Folgende für die Primarstufe interessanten Neuigkeiten erreichten die Schulen soeben:

"Vor dem Hintergrund dieser Entwicklungen und Sachlage hält die Landesregierung – auch in Kenntnis des damit verbundenen organisatorischen Aufwands - die Wiederaufnahme eines verantwortungsvollen Normalbetriebs an den Grundschulen bzw. an den Schulen der Primarstufe ab dem 15. Juni 2020 für geboten.

Ab Montag, 15. Juni 2020, gilt daher Folgendes:
  1. Weitere Öffnungen in den Schulen der Primarstufe
In den Grundschulen und den Primarstufen der Förderschulen kann ohne eine Teilung der Lerngruppen wieder im Klassenverband unterrichtet werden. Diese Schulen kehren damit grundsätzlich wieder zu einem Regelbetrieb mit Unterricht möglichst gemäß Stundentafel zurück. Unterrichtskürzungen sind dann in Erwägung zu ziehen, wenn dies aufgrund von Personalmangel unvermeidbar ist. In diesen Fällen ist sicherzustellen, dass alle Schülerinnen und Schüler an der Ausweitung des Unterrichts gleichmäßig teilhaben. Auf diese Weise erleben alle Schülerinnen und Schüler, auch jene mit Bedarf an sonderpädagogischer Unterstützung an den verschiedenen Förderorten vor Beginn der Sommerferien wieder den vertrauten Unterricht im Klassenverband und damit ein Stück schulische Normalität. Zudem können in dieser Zeit Erfahrungen der zurückliegenden Wochen gemeinsam aufgegriffen und weitere Erfahrungen mit Blick auf das kommende Schuljahr gesammelt werden. Für Schülerinnen und Schüler, Eltern und Lehrkräfte und letztlich für uns alle ist dies vor allem aber auch ein Signal, dass Schule nach dem Ende der Ferien so normal wie möglich wieder stattfinden soll.

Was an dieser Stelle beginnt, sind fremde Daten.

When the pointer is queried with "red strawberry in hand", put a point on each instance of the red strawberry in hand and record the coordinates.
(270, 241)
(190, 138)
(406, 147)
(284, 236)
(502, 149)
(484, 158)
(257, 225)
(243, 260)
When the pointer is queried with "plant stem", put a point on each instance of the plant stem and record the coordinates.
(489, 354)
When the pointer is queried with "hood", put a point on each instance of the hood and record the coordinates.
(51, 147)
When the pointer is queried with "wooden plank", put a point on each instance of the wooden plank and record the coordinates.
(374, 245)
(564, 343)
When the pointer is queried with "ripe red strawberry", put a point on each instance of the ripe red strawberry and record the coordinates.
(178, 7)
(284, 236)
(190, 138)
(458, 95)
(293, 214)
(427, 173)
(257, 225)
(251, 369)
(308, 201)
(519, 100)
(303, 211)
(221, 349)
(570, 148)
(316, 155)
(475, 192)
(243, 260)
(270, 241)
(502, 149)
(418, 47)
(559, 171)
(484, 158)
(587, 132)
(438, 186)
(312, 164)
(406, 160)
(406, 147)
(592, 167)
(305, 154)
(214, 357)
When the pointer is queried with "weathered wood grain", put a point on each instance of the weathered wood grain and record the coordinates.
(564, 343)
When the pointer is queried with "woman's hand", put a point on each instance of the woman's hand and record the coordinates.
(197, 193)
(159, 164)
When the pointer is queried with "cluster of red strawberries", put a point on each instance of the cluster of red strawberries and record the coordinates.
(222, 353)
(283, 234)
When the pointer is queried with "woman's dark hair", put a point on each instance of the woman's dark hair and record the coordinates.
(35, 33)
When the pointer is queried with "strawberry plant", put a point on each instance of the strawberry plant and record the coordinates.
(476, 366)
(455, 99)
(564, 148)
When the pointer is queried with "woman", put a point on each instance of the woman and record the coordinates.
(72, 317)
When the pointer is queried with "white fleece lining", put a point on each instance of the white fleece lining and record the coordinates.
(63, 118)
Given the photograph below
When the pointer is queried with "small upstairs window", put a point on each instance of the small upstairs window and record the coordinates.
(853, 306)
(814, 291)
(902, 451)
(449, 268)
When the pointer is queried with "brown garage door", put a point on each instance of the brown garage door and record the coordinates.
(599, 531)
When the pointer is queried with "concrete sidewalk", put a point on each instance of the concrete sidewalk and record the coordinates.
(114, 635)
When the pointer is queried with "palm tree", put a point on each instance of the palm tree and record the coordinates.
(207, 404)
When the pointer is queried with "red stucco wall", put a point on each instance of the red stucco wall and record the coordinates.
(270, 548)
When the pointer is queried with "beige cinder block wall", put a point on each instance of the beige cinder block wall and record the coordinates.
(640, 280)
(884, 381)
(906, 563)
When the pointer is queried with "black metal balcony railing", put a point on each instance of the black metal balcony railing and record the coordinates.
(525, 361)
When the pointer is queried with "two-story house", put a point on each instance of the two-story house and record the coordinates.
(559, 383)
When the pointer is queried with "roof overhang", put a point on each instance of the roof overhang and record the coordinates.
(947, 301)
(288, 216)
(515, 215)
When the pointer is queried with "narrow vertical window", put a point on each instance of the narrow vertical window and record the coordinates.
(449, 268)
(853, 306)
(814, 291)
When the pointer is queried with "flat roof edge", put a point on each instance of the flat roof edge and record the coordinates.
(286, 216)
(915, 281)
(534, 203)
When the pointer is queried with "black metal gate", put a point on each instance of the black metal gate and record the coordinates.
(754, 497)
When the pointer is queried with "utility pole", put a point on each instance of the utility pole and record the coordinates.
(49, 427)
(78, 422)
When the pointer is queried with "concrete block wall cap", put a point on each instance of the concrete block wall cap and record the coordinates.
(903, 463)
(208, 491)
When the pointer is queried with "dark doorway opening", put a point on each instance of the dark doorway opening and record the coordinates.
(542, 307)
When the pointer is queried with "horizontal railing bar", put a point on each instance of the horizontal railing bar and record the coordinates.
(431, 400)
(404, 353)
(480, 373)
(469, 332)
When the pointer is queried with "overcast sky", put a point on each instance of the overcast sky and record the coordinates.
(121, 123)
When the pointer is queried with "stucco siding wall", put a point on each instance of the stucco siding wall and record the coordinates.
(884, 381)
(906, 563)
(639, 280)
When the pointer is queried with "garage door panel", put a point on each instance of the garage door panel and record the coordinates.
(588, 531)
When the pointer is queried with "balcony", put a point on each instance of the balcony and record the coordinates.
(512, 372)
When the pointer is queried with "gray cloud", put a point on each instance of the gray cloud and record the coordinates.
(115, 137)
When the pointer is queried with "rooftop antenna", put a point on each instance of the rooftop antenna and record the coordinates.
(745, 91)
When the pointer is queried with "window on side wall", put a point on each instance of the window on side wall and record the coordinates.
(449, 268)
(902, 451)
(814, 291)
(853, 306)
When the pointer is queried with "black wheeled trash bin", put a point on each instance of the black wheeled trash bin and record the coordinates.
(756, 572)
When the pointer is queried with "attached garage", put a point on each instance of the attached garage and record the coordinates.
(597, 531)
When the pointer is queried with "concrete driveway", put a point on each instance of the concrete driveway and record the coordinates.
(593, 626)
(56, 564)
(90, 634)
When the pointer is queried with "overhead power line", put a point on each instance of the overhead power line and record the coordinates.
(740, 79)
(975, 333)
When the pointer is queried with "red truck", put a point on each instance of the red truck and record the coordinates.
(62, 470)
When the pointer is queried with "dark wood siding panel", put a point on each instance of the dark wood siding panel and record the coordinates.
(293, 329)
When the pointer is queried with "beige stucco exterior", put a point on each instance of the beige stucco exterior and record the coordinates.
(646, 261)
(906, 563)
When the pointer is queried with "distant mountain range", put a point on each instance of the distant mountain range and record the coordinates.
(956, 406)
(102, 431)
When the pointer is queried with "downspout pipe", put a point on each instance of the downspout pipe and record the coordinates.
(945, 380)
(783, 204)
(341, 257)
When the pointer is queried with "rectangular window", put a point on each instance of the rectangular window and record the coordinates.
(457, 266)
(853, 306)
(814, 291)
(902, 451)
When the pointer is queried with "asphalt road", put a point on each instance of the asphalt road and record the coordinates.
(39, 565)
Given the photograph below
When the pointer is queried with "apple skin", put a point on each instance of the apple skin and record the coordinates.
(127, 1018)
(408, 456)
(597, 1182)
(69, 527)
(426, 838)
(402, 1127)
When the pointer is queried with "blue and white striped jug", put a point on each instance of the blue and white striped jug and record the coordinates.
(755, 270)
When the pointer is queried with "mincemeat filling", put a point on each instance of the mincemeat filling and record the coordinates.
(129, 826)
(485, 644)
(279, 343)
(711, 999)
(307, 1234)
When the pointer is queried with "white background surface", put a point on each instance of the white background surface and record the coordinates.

Möglich ist die Rückkehr zum Regelbetrieb durch eine Neuregelung der infektionsschutzrechtlichen Rahmenbedingungen.

Im Mittelpunkt steht hierbei ein schon in anderen Ländern verfolgtes Konzept. Es ersetzt für die Schulen der Primarstufe die individuelle Abstandswahrung (1,50 m) durch ein Konzept, wonach konstante (Lern-)Gruppen gebildet und durch deren Trennung Durchmischungen vermieden werden. Dies ist in der Primarstufe wegen des vorherrschenden Unterrichts im Klassenverband und wegen des Klassenlehrerprinzips, das zusätzliche Fluktuation vermeiden hilft, mit pädagogischen und schulorganisatorischen Rahmenbedingungen gut vereinbar.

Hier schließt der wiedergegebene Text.